Interestingly, women in the study who had higher levels of education and were rated as more attractive (by the Add Health interviewers) had higher probabilities of identifying as 100 percent heterosexual. McClintock speculates that physically attractive, educated women may be less likely to explore relationships with other females because they’ve already had romantic opportunity with male partners.
But McClintock assured Live Science that she wasn’t claiming that women become lesbians because they aren’t attractive enough to get men. The issue has much more to do with the pressure of “hetero-normativity,” she says. Women who are rated as less attractive may feel less pressure from the “straight norms” and strains of society to marry a man and start a family, thus enabling them to more freely explore their same-sex attractions.
On the contrary, men with higher levels of education were associated with a lower likelihood of identifying as “100 percent heterosexual” in the final two waves of the study. Physical attractiveness also didn’t seem to play into any sort of association with sexual identity. Further, men who became fathers by the third wave of the study were more likely to identity as “100 percent heterosexual” in Wave IV.

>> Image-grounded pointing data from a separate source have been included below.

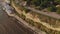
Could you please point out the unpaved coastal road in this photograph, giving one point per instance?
(9, 25)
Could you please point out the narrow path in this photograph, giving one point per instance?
(43, 23)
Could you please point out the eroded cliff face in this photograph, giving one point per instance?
(42, 22)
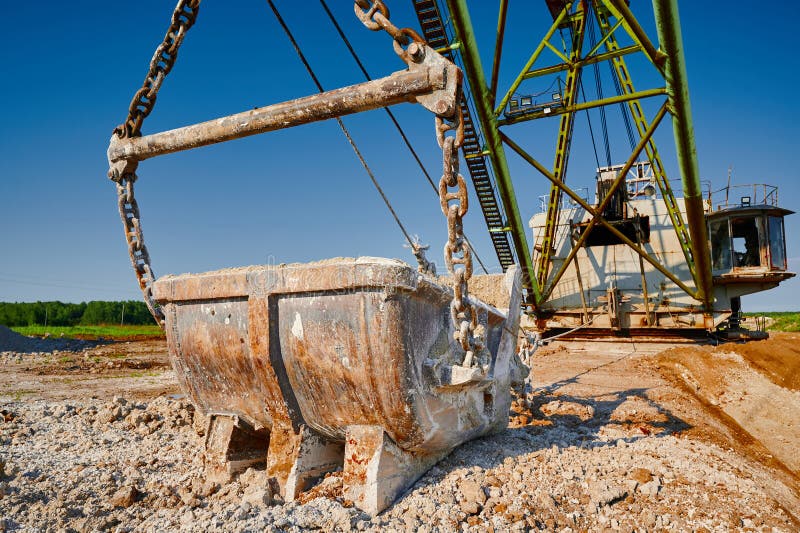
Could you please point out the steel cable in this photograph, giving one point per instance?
(391, 115)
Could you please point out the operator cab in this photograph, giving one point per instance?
(747, 238)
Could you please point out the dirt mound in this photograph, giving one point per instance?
(11, 341)
(752, 388)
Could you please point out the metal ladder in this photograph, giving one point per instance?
(433, 30)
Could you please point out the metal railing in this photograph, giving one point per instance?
(755, 194)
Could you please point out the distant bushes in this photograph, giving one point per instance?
(67, 314)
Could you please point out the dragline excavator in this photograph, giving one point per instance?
(632, 256)
(378, 368)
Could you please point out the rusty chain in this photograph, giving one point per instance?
(183, 17)
(458, 257)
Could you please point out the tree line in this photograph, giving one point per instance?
(92, 313)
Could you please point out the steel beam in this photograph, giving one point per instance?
(459, 16)
(671, 43)
(531, 60)
(399, 87)
(590, 60)
(621, 11)
(581, 106)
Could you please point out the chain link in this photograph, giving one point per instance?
(183, 17)
(457, 253)
(450, 135)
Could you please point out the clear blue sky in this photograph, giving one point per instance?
(70, 70)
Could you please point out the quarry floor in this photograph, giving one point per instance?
(620, 436)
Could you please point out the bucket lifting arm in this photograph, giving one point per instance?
(433, 82)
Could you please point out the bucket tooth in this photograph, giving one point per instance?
(377, 471)
(297, 458)
(231, 446)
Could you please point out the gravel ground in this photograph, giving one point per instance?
(124, 466)
(585, 451)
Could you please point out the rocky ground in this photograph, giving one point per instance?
(608, 438)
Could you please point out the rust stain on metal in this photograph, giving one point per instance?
(350, 353)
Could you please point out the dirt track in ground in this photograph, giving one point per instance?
(609, 436)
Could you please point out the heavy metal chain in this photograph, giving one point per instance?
(456, 251)
(450, 135)
(124, 176)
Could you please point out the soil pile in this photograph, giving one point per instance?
(752, 388)
(11, 341)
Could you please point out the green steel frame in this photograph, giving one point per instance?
(668, 60)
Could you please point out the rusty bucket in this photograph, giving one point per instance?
(344, 363)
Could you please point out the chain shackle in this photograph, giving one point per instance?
(407, 43)
(161, 64)
(183, 17)
(457, 253)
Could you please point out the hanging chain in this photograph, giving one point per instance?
(456, 251)
(457, 254)
(124, 174)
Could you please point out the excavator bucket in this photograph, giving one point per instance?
(344, 364)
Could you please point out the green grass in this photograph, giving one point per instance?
(782, 320)
(93, 332)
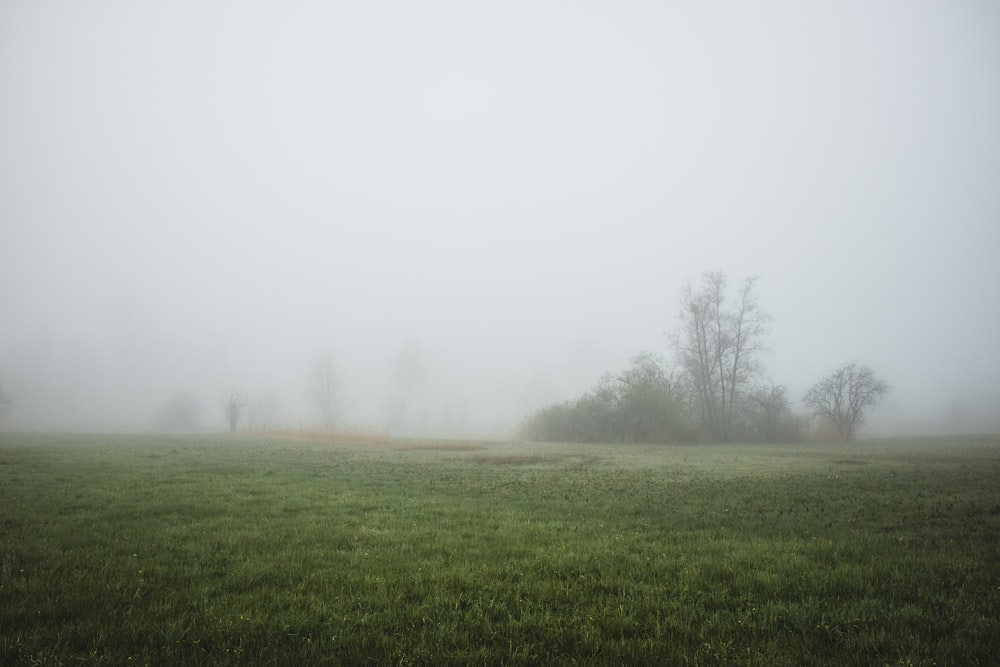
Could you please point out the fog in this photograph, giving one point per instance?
(478, 208)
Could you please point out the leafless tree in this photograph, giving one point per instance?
(5, 402)
(323, 391)
(718, 349)
(843, 397)
(233, 406)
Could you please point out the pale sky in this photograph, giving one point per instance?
(196, 196)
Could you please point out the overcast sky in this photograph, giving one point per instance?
(196, 196)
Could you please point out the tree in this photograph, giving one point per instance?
(323, 391)
(768, 416)
(233, 406)
(638, 405)
(5, 402)
(718, 349)
(843, 397)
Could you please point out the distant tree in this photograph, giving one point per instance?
(648, 402)
(5, 403)
(843, 397)
(323, 391)
(637, 405)
(768, 416)
(181, 412)
(718, 350)
(233, 406)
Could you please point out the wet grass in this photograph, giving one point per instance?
(214, 550)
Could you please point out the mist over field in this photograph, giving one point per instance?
(474, 211)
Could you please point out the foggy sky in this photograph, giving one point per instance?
(197, 196)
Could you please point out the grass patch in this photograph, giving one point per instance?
(216, 550)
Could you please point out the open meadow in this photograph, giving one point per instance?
(191, 550)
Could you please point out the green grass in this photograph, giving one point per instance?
(140, 550)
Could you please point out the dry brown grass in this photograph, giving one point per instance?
(446, 446)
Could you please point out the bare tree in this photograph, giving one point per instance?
(5, 402)
(843, 397)
(233, 406)
(323, 391)
(718, 349)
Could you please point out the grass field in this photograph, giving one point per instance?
(134, 550)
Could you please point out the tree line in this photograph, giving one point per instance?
(715, 390)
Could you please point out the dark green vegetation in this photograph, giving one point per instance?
(139, 550)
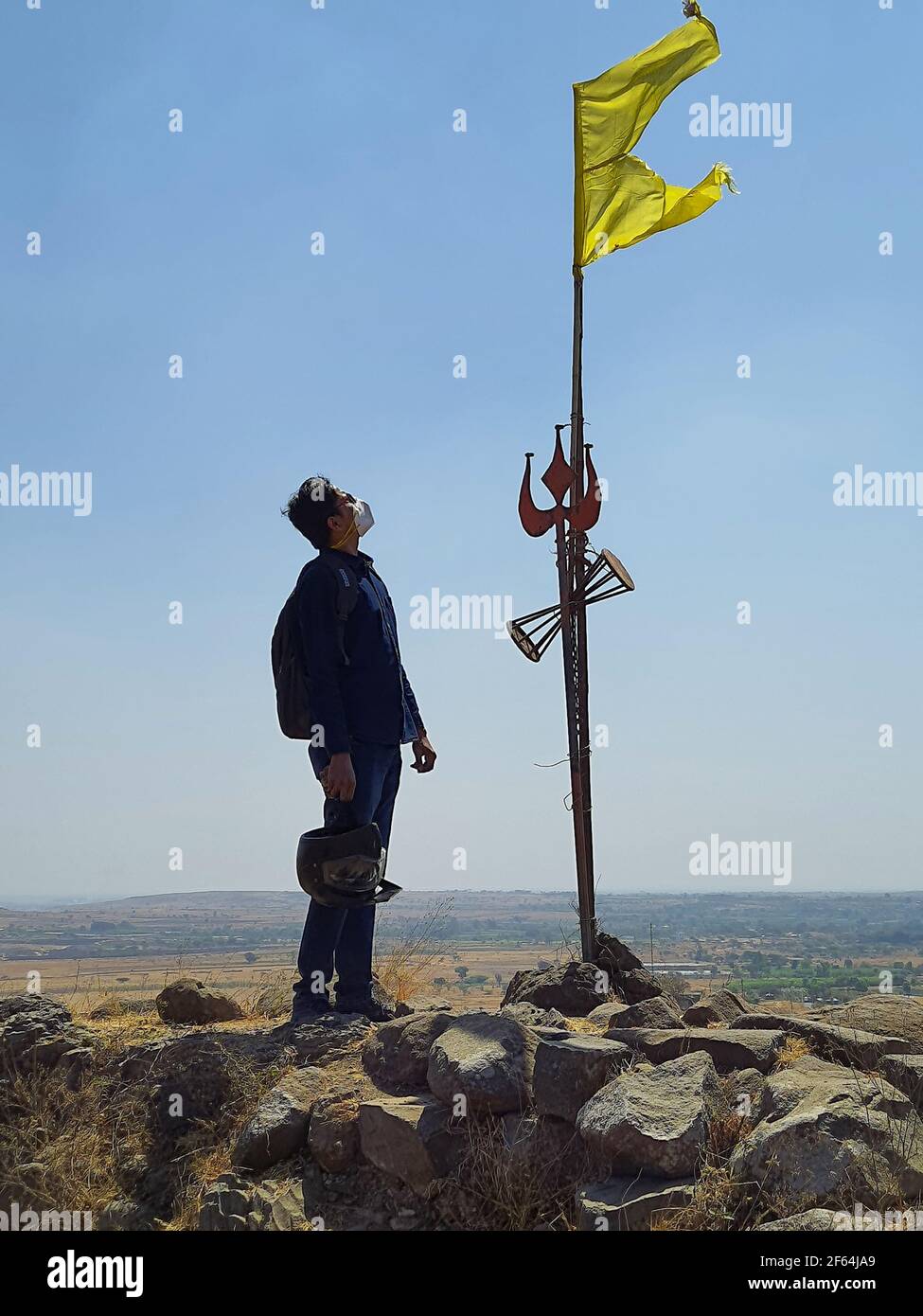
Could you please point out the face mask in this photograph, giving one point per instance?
(364, 517)
(363, 520)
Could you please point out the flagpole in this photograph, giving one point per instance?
(573, 637)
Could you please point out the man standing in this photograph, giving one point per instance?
(364, 708)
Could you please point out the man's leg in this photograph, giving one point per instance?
(353, 953)
(324, 924)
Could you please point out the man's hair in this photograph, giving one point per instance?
(310, 508)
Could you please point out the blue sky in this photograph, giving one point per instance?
(438, 243)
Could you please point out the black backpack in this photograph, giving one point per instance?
(292, 688)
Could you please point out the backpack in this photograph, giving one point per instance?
(292, 687)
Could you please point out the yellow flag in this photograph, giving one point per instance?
(618, 200)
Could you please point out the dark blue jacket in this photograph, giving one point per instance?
(370, 699)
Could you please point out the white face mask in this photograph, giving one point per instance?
(364, 517)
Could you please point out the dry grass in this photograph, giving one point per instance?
(404, 968)
(508, 1193)
(792, 1049)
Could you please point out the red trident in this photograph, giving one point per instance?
(559, 478)
(582, 579)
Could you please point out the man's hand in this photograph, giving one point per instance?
(424, 756)
(339, 778)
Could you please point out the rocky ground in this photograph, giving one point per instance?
(589, 1102)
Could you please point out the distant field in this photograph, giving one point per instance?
(138, 979)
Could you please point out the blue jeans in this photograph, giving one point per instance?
(341, 938)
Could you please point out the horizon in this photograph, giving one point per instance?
(142, 630)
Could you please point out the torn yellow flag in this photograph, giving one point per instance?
(618, 200)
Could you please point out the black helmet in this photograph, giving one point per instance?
(344, 866)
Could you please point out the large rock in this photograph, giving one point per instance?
(423, 1005)
(652, 1120)
(327, 1039)
(630, 1203)
(568, 1073)
(188, 1002)
(906, 1074)
(730, 1048)
(397, 1055)
(637, 985)
(36, 1029)
(410, 1137)
(573, 988)
(233, 1204)
(806, 1221)
(279, 1127)
(843, 1045)
(333, 1132)
(613, 955)
(881, 1012)
(488, 1061)
(653, 1012)
(825, 1133)
(533, 1016)
(720, 1007)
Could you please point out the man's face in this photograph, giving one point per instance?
(344, 522)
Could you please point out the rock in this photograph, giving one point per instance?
(333, 1132)
(613, 955)
(607, 1015)
(533, 1016)
(630, 1203)
(745, 1092)
(825, 1132)
(279, 1127)
(276, 1208)
(905, 1073)
(652, 1121)
(488, 1059)
(225, 1204)
(653, 1012)
(637, 986)
(188, 1002)
(573, 988)
(843, 1045)
(720, 1007)
(397, 1055)
(123, 1217)
(410, 1137)
(36, 1029)
(233, 1204)
(568, 1073)
(327, 1039)
(881, 1012)
(730, 1048)
(806, 1221)
(423, 1005)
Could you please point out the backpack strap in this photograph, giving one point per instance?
(346, 595)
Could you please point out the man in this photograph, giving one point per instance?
(364, 711)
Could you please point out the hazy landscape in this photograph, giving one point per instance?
(467, 945)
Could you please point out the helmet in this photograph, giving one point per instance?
(344, 866)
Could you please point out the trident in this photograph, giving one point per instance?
(581, 580)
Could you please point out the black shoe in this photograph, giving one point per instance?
(309, 1011)
(370, 1008)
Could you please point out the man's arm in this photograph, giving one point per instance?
(320, 645)
(424, 755)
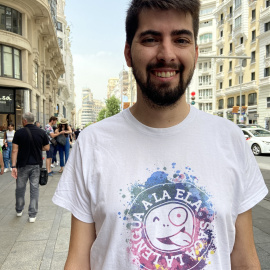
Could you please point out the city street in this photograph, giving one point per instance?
(44, 244)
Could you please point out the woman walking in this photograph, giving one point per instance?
(63, 126)
(8, 137)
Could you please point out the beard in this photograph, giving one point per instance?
(162, 95)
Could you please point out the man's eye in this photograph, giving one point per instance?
(182, 41)
(155, 218)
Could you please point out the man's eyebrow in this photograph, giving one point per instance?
(150, 32)
(182, 32)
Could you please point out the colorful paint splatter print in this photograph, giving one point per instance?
(170, 222)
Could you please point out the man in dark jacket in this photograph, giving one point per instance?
(26, 163)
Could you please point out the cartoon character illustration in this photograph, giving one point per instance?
(170, 227)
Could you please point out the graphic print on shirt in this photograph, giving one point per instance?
(170, 222)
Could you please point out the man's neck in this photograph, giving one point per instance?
(160, 117)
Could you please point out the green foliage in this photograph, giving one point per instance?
(88, 124)
(112, 108)
(102, 114)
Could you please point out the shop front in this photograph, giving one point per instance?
(13, 103)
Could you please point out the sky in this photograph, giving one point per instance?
(97, 43)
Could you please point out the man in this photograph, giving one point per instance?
(26, 163)
(161, 185)
(77, 133)
(50, 132)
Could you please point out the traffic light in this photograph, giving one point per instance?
(192, 98)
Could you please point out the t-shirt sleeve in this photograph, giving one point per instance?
(254, 185)
(71, 192)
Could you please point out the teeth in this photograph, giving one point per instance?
(165, 74)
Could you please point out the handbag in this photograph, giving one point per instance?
(61, 139)
(53, 141)
(43, 176)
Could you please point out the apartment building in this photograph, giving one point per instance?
(65, 96)
(31, 60)
(237, 35)
(264, 67)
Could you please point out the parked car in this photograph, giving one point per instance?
(258, 139)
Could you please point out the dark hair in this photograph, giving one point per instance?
(137, 6)
(53, 118)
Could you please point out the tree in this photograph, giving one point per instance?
(112, 108)
(102, 114)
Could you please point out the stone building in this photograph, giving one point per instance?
(31, 60)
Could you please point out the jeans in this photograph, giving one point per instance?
(63, 149)
(32, 172)
(7, 155)
(54, 159)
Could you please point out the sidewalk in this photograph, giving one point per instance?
(44, 244)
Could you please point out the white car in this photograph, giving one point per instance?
(258, 139)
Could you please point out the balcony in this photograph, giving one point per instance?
(220, 42)
(237, 69)
(240, 49)
(265, 14)
(220, 76)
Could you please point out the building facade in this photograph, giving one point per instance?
(65, 95)
(31, 60)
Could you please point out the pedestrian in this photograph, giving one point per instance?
(8, 137)
(1, 162)
(64, 128)
(76, 133)
(25, 165)
(161, 185)
(51, 135)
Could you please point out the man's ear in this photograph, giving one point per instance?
(127, 53)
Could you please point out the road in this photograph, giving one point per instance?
(264, 164)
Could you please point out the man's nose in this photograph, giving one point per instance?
(166, 52)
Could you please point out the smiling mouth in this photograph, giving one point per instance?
(164, 74)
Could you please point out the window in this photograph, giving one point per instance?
(10, 20)
(267, 72)
(10, 62)
(253, 35)
(221, 104)
(243, 101)
(240, 79)
(60, 43)
(220, 68)
(253, 57)
(266, 26)
(206, 38)
(268, 102)
(59, 26)
(252, 99)
(238, 21)
(253, 14)
(36, 75)
(252, 76)
(267, 49)
(230, 102)
(237, 3)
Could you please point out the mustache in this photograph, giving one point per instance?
(179, 67)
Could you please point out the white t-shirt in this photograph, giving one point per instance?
(161, 198)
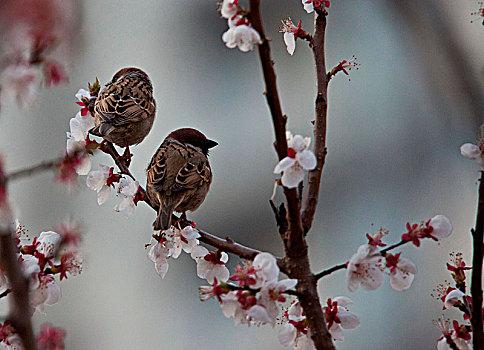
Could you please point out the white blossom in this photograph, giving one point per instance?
(47, 292)
(210, 265)
(97, 180)
(242, 36)
(229, 8)
(402, 273)
(365, 268)
(76, 139)
(342, 318)
(299, 159)
(82, 93)
(159, 254)
(185, 239)
(127, 191)
(48, 243)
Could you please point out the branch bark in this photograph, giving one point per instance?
(272, 96)
(476, 279)
(314, 176)
(296, 249)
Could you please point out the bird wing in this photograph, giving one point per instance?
(176, 167)
(125, 101)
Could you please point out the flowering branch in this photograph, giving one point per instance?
(476, 282)
(343, 266)
(20, 309)
(224, 244)
(314, 176)
(272, 96)
(296, 249)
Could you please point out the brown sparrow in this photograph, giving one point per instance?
(125, 109)
(179, 174)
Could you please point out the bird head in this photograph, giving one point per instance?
(131, 72)
(194, 138)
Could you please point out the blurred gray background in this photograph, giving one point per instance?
(393, 156)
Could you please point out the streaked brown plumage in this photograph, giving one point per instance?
(179, 174)
(125, 109)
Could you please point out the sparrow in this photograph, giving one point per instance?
(124, 110)
(179, 175)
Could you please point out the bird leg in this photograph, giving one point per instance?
(127, 155)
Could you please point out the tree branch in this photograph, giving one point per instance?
(476, 279)
(20, 311)
(314, 176)
(343, 266)
(297, 260)
(272, 96)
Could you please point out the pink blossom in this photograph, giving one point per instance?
(298, 159)
(296, 331)
(102, 181)
(51, 338)
(365, 268)
(402, 271)
(229, 8)
(47, 293)
(159, 254)
(20, 82)
(210, 265)
(338, 317)
(186, 239)
(242, 36)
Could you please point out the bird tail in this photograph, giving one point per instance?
(163, 220)
(102, 129)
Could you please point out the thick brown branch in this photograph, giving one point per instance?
(272, 96)
(297, 260)
(314, 176)
(20, 311)
(476, 279)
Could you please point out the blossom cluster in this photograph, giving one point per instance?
(31, 32)
(80, 148)
(368, 265)
(48, 255)
(240, 33)
(298, 159)
(455, 297)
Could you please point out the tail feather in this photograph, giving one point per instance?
(163, 220)
(102, 129)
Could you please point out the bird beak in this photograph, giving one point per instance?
(210, 143)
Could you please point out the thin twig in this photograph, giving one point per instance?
(310, 201)
(476, 279)
(296, 249)
(272, 96)
(20, 312)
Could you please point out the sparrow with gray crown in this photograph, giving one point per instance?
(124, 110)
(179, 174)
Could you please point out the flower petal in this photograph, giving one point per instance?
(284, 164)
(290, 42)
(307, 159)
(292, 176)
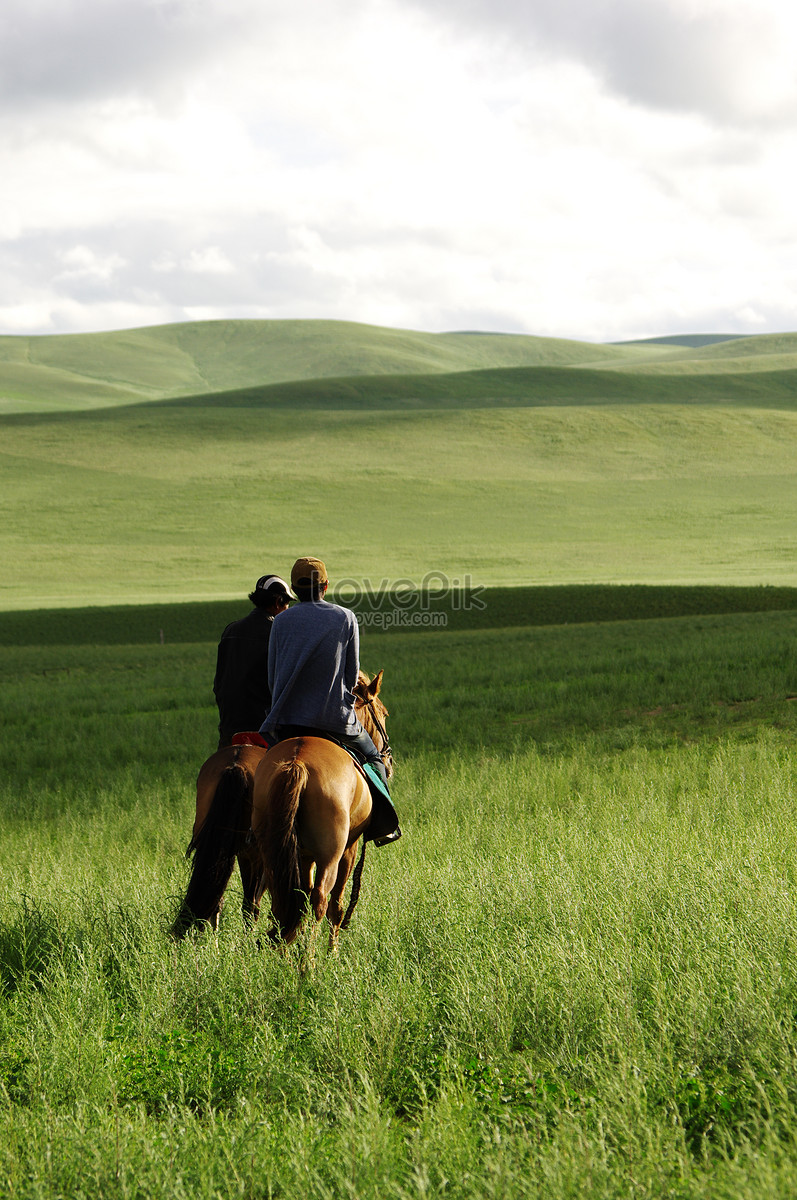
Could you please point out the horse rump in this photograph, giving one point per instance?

"Men are less often attracted to both sexes," McClintock said. "Men's sexuality is, in this sense, less flexible. If a man is only attracted to one sex, romantic opportunity would little alter his sexual identity.”
This study in no way aims to hierarchize same-sex unions versus heterosexual unions; rather, it suggests that sexual identity is a social construct. The different gender roles implemented by society inarguably play into a man or woman’s inclination to explore same-sex sexuality. Women who pair up with other women are often less stigmatized than men who link up with other men, and the study offers evidence of such societal pressures. The bottom line is that men may feel more constrained by the “straight norm,” while women’s sexualities are more adaptive throughout their lifetimes.